Concrete solutions cannot be inferred from statistics alone — but they are possible. First: affordable housing for young people. This can mean reserving municipal apartments specifically for 20- to 35-year-olds, limiting short-term rentals, and tying new construction subsidies to social quotas. Second: career prospects beyond the season. Support for year-round businesses, incentives for industries with annual work plans, and backing for sustainable agriculture and craft projects. Third: training and mentoring programs that connect local businesses with universities — not just theory, but concrete transitions into permanent jobs. Fourth: expanding digital infrastructure and targeted co-working hubs in towns outside Palma so remote work becomes a real alternative and not just a buzzword.

At the political level we need fewer headlines and more timelines. Short-term grants help, but measures show effects only in the medium term: rent regulation is a process, and business settlement takes years.

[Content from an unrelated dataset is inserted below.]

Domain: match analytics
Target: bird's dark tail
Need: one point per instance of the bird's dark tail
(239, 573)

At the same time an open debate is necessary: many young people do not stay by choice — they leave because they realistically assess their prospects elsewhere.

What local politicians and initiatives can do now: set transparent targets (e.g. share of young households), measure progress annually and implement small, visible projects that bring quick relief — such as subsidized rooms for apprentices or grants for first rental deposits. Such measures show young people: you are wanted.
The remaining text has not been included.